The integer to use as the seed for the random number generator if USE_RANDOM_SEED is no. If it is yes, SEED is ignored. Default: -1, to generate a random seed rather than use the supplied seed.

SELECT string

Specify the manner for specifying which residues to refine. Available options are:

all

 Refine all residues

pick

 Refine the specific residues, indicated by included

 RESIDUE_i parameters (see above).

file

 Read list of residues to refine from a file. The file consists of a

 series of lines with a residue specification on each line.

SGB_MOD {sgbnp_ecorr| vsgb2.0|vsgb2.1|chloroform}

Specify the implicit solvation model to use. The choices are:

sgbnp_ecorr a modified version of the standard generalized Born model with several energy corrections developed by the Jacobson lab.
vsgb2.0 version 2 of the variable-dielectric generalized Born model, which incorporates a wide range of residue-dependent effects. Default for OPLS_2005.
vsgb2.1 version 2 of the variable-dielectric generalized Born model, reparameterized specifically for OPLS2.0 (and its successors). Default for OPLS4.
vac vacuum (no solvent model). Default for macrocycle sampling.
chloroform standard generalized Born model incorporating chloroform radius and dielectric.

STRUCT_FILE filename

Input structure file in Maestro format, compressed (.mae.gz, .maegz) or uncompressed (.mae). If the file contains multiple structures, each structure is refined, or the structures specified by ENTRY.

USE_CRYSTAL_SYMMETRY {yes|no}

Set to true if the input structure contains unit cell information and crystal symmetric atoms are to be included in calculation.
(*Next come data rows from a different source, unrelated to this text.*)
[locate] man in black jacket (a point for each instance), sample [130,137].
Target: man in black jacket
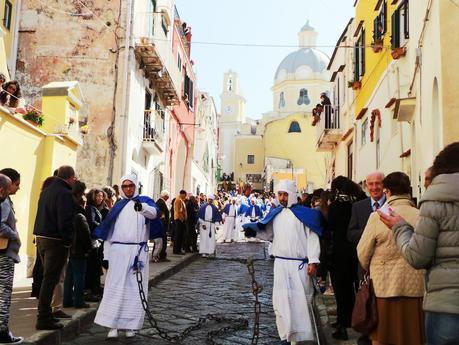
[54,234]
[161,203]
[361,211]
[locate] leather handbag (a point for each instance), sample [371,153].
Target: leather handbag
[3,243]
[365,314]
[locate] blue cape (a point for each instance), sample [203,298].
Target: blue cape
[248,211]
[227,209]
[309,217]
[154,225]
[242,208]
[216,216]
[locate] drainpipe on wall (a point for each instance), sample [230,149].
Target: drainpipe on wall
[127,83]
[13,59]
[182,133]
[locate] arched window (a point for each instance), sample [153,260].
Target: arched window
[294,127]
[281,100]
[304,98]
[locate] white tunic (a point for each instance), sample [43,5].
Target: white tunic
[121,306]
[229,229]
[292,288]
[207,240]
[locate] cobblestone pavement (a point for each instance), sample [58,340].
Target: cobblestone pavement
[207,286]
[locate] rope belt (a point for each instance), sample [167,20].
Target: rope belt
[304,261]
[210,228]
[137,265]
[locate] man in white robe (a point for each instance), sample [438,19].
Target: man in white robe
[296,248]
[209,216]
[229,215]
[126,249]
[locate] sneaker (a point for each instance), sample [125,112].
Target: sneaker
[48,325]
[130,333]
[83,306]
[61,315]
[340,334]
[112,334]
[8,338]
[92,298]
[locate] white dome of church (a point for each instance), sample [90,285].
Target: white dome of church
[306,62]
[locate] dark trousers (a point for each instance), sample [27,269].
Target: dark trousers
[163,253]
[37,276]
[6,289]
[179,233]
[94,271]
[441,328]
[74,282]
[192,237]
[53,256]
[343,286]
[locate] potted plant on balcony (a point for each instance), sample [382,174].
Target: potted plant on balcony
[398,52]
[33,116]
[354,84]
[377,45]
[316,114]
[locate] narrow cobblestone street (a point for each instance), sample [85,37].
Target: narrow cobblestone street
[208,286]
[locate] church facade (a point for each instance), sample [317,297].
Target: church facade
[282,144]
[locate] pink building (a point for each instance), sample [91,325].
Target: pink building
[182,122]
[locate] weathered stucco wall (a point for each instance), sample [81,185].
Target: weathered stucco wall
[67,40]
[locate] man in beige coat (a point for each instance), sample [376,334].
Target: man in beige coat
[398,287]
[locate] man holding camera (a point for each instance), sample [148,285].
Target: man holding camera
[126,230]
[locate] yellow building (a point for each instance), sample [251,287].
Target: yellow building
[35,152]
[402,81]
[281,145]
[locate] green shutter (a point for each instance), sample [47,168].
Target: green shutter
[356,61]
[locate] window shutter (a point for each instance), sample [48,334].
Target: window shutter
[406,19]
[356,61]
[395,40]
[186,86]
[383,18]
[190,94]
[375,29]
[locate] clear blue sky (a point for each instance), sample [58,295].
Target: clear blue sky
[260,22]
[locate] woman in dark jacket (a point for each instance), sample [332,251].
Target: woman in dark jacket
[95,203]
[76,268]
[343,268]
[433,244]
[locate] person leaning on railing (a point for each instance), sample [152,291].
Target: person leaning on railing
[433,244]
[11,98]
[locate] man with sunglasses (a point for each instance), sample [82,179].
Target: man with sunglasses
[129,225]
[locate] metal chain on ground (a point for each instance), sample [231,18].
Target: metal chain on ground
[256,289]
[235,324]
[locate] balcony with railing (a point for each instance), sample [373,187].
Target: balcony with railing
[329,128]
[158,68]
[153,131]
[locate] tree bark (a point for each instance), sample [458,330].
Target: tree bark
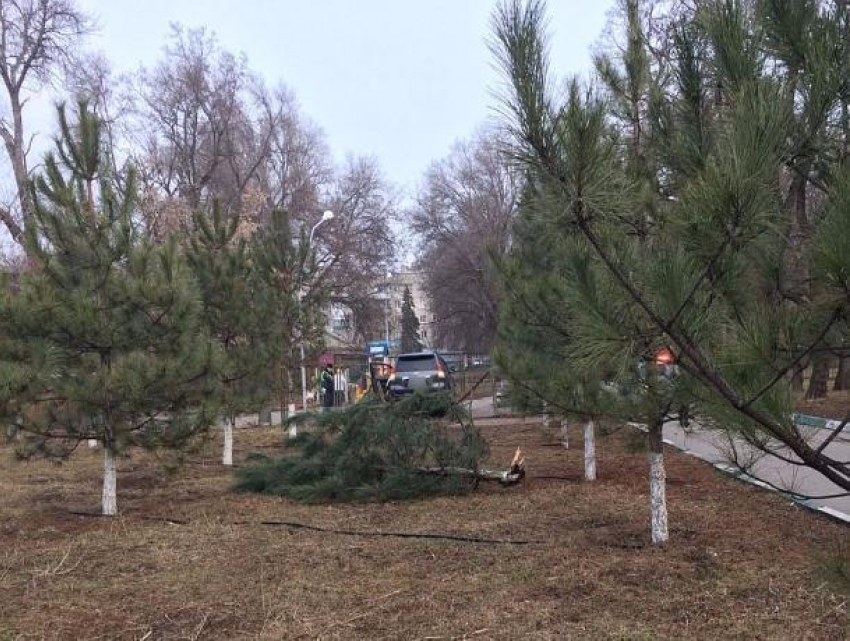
[819,381]
[657,485]
[589,452]
[842,378]
[227,453]
[110,481]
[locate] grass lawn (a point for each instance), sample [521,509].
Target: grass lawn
[742,563]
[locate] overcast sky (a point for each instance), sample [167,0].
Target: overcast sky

Default: no.

USE_RANDOM_SEED {yes|no}

Indicates whether to use a random seed for the random number generator. This keyword has no effect on Minimization tasks. Default: no.

USE_MAE_CHARGES {yes|no}

Indicates whether to use atomic partial charges from the Maestro input file for untemplated residues (ligands, cofactors). Default: no.

USE_MEMBRANE {yes|no}

Indicates whether to use the implicit membrane model. The model must be set up from the Setup Membrane panel in Maestro. Default: no.

Table 4. Keywords for loop refinement jobs

Keyword syntax

Description

BURIED_i spec

Constrain the specified residue to be buried (no more than 20% of surface area exposed to solvent).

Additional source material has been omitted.